Watson learns by gathering information, but instead of neural connections, it uses algorithms to understand the natural language that information is written in. These algorithms give it a confidence in a Jeopardy! category and clue, that maps to a probabilistic estimate that the response is correct.
Watson honed this self-assessment of what it does and does not know by training on thousands of historical questions (Watson’s equivalent of taking a few hundred “practice tests”).
The algorithms dealing with natural language are not perfect, so there’s always some degree of uncertainty. Watson calculates its uncertainty and learns which algorithms to trust under which circumstances, such as different Jeopardy! categories.
IBM Researcher Dr. David Gondek, who developed machine learning algorithms and infrastructure that Watson uses to rank and estimate confidence in possible answers, uses an example of how “introducing” and “manufacturing” show how language has many ways to refer to the same relation and can be highly contextual:
“The clue was: It was introduced by the Coca-Cola Company in 1963. Watson can find a passage stating that ‘Coca-Cola first manufactured Tab (the correct response) in 1963’, so in order to answer the question, Watson needed to understand that introducing and manufacturing can be equivalent – if a company is introducing a product. But that is highly dependent on context: if you introduce your uncle, it doesn’t mean you manufactured him.”
Watson also exhibits dynamic learning within categories. Watson observes the correct answers to clues to verify it is interpreting the category correctly. The sparring matches offer good examples of Watson making these in-game adjustments. Not only does Watson get better at answering as clues in a category are revealed, but its understanding of its own in-category ability is also refined.
Note, because Watson cannot hear, it does not know how Jennings or Rutter answer a clue. So, Watson cannot use their responses in its accuracy assessment or to change a response it may be considering.
The Confidence to buzz in
Those who watched the practice round could see a graphic of Watson’s confidence level in its top three possible responses, and a line that established a threshold it must reach to buzz in.

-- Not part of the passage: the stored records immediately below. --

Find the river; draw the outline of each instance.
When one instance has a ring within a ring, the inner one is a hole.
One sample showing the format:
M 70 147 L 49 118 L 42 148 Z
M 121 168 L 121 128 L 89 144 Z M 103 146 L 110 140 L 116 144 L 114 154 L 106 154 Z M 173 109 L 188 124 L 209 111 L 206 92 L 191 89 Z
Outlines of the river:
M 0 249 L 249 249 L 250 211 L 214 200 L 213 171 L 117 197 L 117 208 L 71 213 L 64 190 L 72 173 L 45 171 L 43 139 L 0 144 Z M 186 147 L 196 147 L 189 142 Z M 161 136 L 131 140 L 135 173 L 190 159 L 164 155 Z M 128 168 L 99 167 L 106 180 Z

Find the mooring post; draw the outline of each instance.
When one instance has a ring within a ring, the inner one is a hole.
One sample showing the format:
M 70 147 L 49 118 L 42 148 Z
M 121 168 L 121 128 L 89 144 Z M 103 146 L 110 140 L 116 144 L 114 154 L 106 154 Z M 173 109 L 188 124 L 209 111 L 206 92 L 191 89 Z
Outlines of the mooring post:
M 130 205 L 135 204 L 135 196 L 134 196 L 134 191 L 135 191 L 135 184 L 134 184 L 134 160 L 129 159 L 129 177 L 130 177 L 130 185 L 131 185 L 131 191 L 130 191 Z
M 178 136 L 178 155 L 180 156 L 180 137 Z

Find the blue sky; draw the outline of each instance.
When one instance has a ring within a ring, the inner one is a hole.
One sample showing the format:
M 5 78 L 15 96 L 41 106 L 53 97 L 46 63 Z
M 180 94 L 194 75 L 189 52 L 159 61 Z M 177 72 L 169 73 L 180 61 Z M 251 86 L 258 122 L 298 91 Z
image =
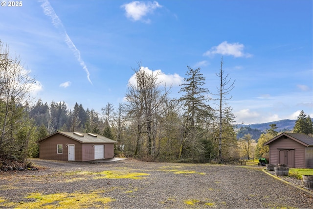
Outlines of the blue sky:
M 140 61 L 172 97 L 187 65 L 215 93 L 223 56 L 237 122 L 313 117 L 312 0 L 0 1 L 0 40 L 36 78 L 35 102 L 117 107 Z

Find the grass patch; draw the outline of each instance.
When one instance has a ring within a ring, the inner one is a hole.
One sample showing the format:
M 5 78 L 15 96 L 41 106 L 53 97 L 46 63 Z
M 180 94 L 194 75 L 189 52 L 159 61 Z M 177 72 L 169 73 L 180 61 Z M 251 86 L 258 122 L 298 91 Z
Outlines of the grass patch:
M 5 200 L 2 200 L 1 205 L 6 207 L 46 209 L 105 208 L 108 203 L 115 200 L 101 197 L 96 191 L 88 194 L 77 192 L 49 194 L 31 193 L 25 198 L 33 201 L 6 203 Z
M 289 176 L 302 180 L 302 175 L 313 175 L 313 168 L 289 168 Z

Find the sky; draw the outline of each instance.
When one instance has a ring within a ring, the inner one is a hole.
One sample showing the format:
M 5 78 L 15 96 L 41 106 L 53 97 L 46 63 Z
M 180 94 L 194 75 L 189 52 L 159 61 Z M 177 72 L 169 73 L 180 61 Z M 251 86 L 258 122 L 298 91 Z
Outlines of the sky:
M 35 78 L 35 103 L 116 108 L 139 63 L 173 98 L 187 66 L 217 93 L 223 57 L 237 123 L 313 117 L 312 0 L 0 1 L 0 40 Z

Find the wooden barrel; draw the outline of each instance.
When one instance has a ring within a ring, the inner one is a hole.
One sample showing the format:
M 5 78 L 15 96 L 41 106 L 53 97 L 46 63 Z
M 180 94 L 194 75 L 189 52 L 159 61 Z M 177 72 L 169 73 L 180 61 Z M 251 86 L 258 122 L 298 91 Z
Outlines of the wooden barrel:
M 313 189 L 313 175 L 303 175 L 302 181 L 305 187 Z
M 287 164 L 278 164 L 278 167 L 287 167 Z
M 288 176 L 289 174 L 289 168 L 288 167 L 275 167 L 274 170 L 275 174 L 276 176 Z
M 267 164 L 265 165 L 266 166 L 267 170 L 273 171 L 274 170 L 274 168 L 277 166 L 276 164 Z

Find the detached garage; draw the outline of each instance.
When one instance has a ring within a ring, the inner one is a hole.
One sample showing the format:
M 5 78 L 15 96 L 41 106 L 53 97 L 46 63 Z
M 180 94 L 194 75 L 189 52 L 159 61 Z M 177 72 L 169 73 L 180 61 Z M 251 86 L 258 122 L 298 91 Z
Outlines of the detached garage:
M 313 168 L 313 138 L 306 134 L 283 133 L 264 145 L 269 146 L 270 164 Z
M 114 158 L 117 141 L 95 134 L 58 131 L 38 142 L 41 159 L 85 162 Z

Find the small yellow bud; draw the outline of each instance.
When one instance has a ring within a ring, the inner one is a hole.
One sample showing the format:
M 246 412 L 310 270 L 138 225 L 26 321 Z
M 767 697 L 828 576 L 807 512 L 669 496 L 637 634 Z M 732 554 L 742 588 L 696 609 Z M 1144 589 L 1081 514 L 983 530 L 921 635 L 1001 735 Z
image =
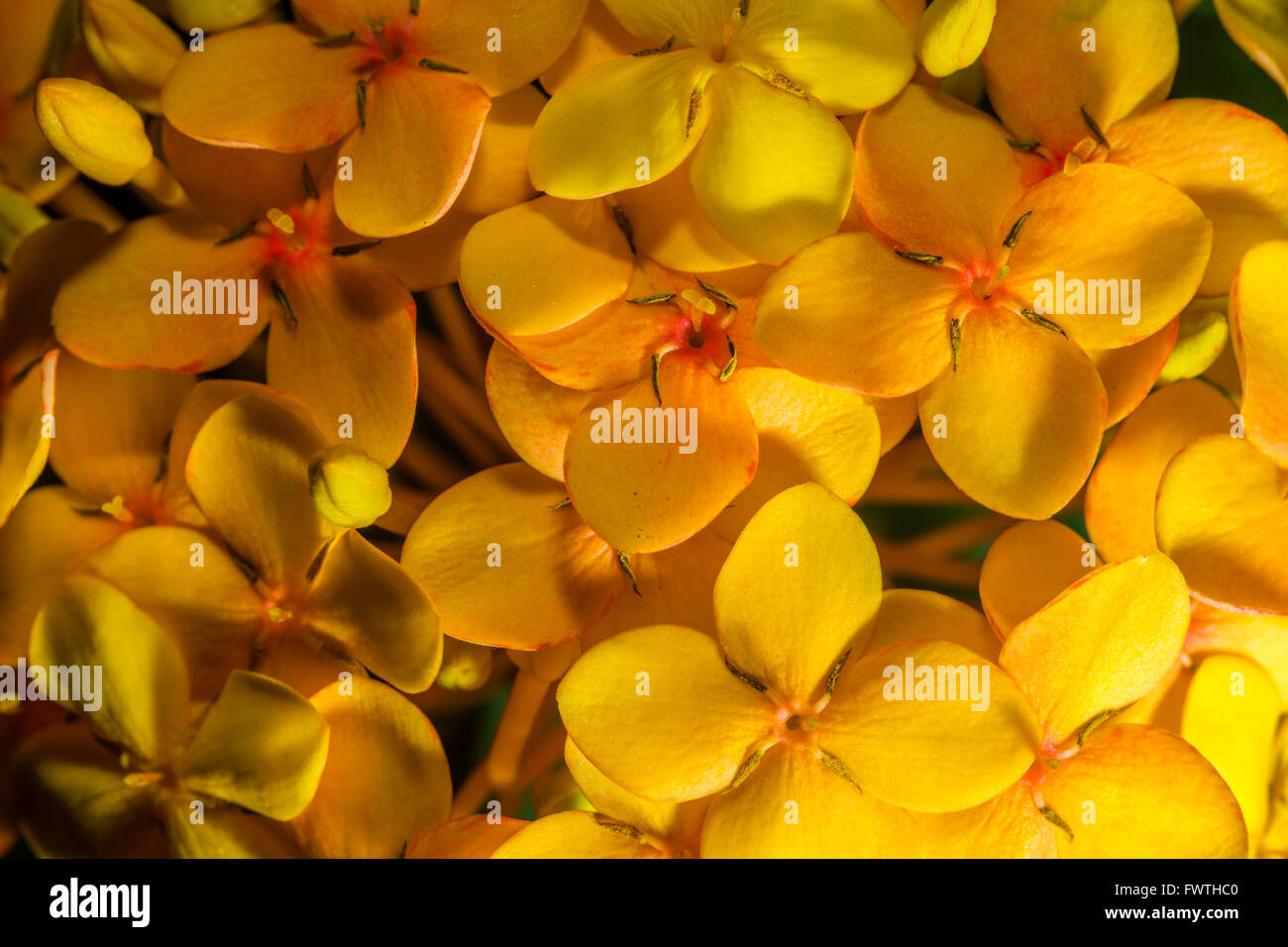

Watson’s default threshold is typically 50 percent. In other words, if its confidence estimation determines a 50 percent or higher chance of correctly responding to a clue, it will try to buzz in.
What is a Daily Double?
But the buzz threshold is game-state dependent.
The threshold can change substantially towards the end of a game. For example, Watson will lower the threshold if it gives a higher chance to win or, for example, to avoid a statistical lockout. Analogously, if Watson is leading and its only chance of losing a game is to buzz in and respond incorrectly, it will not buzz in, no matter how confident.
If Watson gets to choose a category and clue, its first priority is finding any remaining of the three Daily Doubles in a game. These clues allow a contestant to wager a specific dollar amount on the clue without worry of the other two contestants buzzing in. Jennings, Rutter and Watson have a high chance to answer these correctly, so Daily Doubles provide three opportunities for a critical score boost.
The Watson Research team studied the historical distribution of Daily Doubles and found they appear most-frequently in the three bottom rows, with the fourth being the most common. Daily Doubles also most frequently appear in the first column. Watson also makes use of even more statistics to dynamically predict their location based on what has been exposed so far in a game.
Once the Daily Doubles are off the board, Watson looks for the lowest clue value in a category, for which there are still a significant number of high value clues. Lower value clues help it get the gist of a category with less risk, so that it has a better shot at the high value clues to come.